May 23 brought another Weisman story replete with anonymous sources, this time citing unnamed “administration officials” as well as “many in Washington” – all nameless – critical of the Sharon government.
In addition, a “correction” ran underscoring the paper’s refusal to simply report the facts. It read: “A front-page story on May 12 about Secretary of State Colin L. Powell, his talks in Jerusalem and the Bush administration’s efforts to bring peace to the Middle East referredimprecisely to the peace plan drawn up by the United States, the United Nations, the European Union and Russia. The plan, known to diplomats as the road map, is understood by its authors and by Israel and the Palestinians to entail the eventual dismantling of Jewish settlements in the West Bank and Gaza. But that understanding is not stated explicitly.”

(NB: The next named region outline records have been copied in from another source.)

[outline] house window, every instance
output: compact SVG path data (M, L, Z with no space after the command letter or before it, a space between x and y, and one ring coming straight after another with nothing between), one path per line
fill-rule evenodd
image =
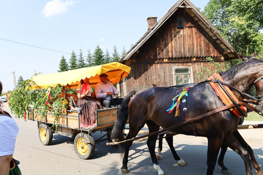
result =
M179 85L191 83L192 81L190 67L173 67L174 84Z
M177 19L178 20L178 28L183 28L183 18L178 18Z

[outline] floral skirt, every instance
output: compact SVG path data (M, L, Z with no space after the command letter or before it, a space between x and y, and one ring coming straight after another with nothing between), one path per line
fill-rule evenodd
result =
M90 127L95 125L95 110L101 109L102 106L100 102L91 97L87 96L80 99L80 108L82 112L81 115L81 127ZM80 100L78 105L80 105Z

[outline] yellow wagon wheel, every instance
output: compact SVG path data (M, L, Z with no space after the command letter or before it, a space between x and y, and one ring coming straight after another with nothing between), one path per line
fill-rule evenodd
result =
M87 133L82 133L82 139L81 136L81 133L76 136L74 139L74 149L79 157L82 159L87 159L94 154L95 142L91 135L90 135L90 140L88 135Z
M44 145L50 145L53 139L53 132L51 128L48 125L42 123L38 129L39 140Z

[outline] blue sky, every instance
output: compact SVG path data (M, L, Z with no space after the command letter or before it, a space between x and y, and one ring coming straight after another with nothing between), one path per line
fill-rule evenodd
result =
M201 10L208 0L192 0ZM0 1L0 38L78 55L93 53L97 45L111 54L126 51L146 32L147 18L159 20L176 2L171 0ZM21 75L57 72L62 55L70 55L0 39L0 80L3 92L14 88Z

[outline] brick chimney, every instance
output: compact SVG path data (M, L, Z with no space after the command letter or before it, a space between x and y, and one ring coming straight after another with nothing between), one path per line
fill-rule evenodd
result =
M148 21L148 30L155 25L157 23L157 16L149 16L147 19Z

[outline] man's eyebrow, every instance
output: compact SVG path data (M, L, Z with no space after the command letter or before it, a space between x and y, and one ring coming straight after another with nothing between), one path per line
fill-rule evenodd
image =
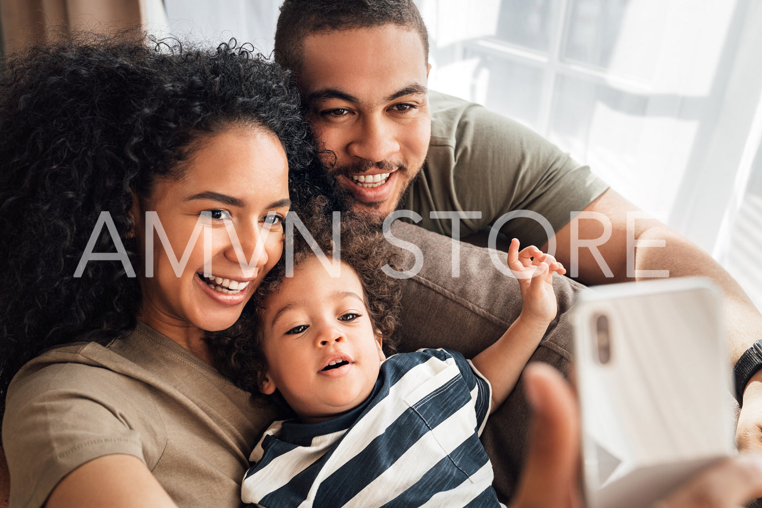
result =
M239 199L238 198L233 198L232 196L229 196L226 194L213 192L212 191L206 191L204 192L199 192L198 194L194 194L192 196L186 198L185 201L192 201L197 199L209 199L213 201L219 201L223 204L228 204L232 207L242 207L244 204L243 200L242 199Z
M384 99L386 102L390 101L394 101L395 99L399 99L400 97L405 97L405 95L425 95L428 93L428 88L420 83L413 83L412 85L408 85L404 88L400 88L397 92L395 92L391 95L386 97Z
M322 90L316 90L307 95L307 104L330 101L331 99L339 99L351 102L352 104L360 104L360 99L354 95L347 94L346 92L341 92L338 88L323 88Z

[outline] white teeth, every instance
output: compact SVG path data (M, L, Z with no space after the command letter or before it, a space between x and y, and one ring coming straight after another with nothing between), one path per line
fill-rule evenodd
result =
M236 294L240 293L242 289L248 285L251 281L247 281L246 282L239 282L238 281L232 281L229 278L223 278L222 277L215 277L214 275L210 275L209 277L205 277L209 282L207 284L210 288L215 291L218 291L220 293L224 293L226 294Z
M386 178L392 173L380 173L379 175L352 175L352 179L360 187L367 188L378 187L386 183Z

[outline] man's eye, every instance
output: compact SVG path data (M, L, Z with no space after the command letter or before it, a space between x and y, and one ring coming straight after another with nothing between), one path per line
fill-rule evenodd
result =
M391 108L391 109L393 109L395 111L400 111L402 113L411 111L415 108L416 107L411 104L395 104Z
M351 111L346 108L335 108L334 109L327 109L321 111L320 114L324 117L343 117L350 113Z
M286 335L298 335L306 330L307 330L307 325L299 325L286 332Z
M283 221L283 217L280 214L275 214L275 213L267 214L264 217L262 217L261 221L264 222L266 225L272 227L273 226L277 226L278 224L282 223Z

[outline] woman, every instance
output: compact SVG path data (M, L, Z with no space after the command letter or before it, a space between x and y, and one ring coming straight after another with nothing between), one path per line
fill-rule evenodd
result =
M0 76L11 506L239 506L272 416L208 331L280 256L290 204L328 188L298 94L235 41L133 35L31 47Z

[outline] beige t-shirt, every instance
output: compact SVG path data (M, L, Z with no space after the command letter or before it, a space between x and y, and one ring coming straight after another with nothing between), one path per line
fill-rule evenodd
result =
M431 211L481 211L460 221L461 236L491 226L504 214L530 210L554 231L569 222L608 185L590 168L552 143L501 114L471 102L429 92L431 141L421 176L402 207L420 214L419 226L450 236L451 219ZM532 219L509 220L501 231L521 244L543 245L545 230Z
M46 352L6 400L14 507L42 506L68 473L112 453L141 458L181 506L239 506L252 445L274 417L142 323L106 344Z

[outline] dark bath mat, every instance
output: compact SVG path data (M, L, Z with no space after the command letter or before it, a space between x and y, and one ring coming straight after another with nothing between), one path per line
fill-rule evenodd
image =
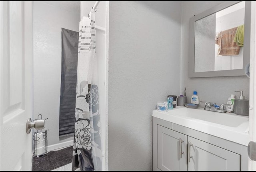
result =
M33 157L32 171L51 171L72 162L73 146ZM70 170L71 169L70 169Z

While a number of major national newspapers had also reported erroneously on the terms of the road map with regard to settlements, and had issued corrections, each had simply stated the terms of the road map. Only The New York Times inserted its interpretation, claiming that all the parties, including Israel, understand the document as requiring – prior to, or without, negotiations – the dismantling of settlements. It offered no evidence whatsoever for this assertion.
It seems that, despite the shadow of Jayson Blair and public unease about the “newspaper of record,” when it comes to reporting on the Arab-Israeli conflict, political agenda still trumps journalistic propriety at the Times.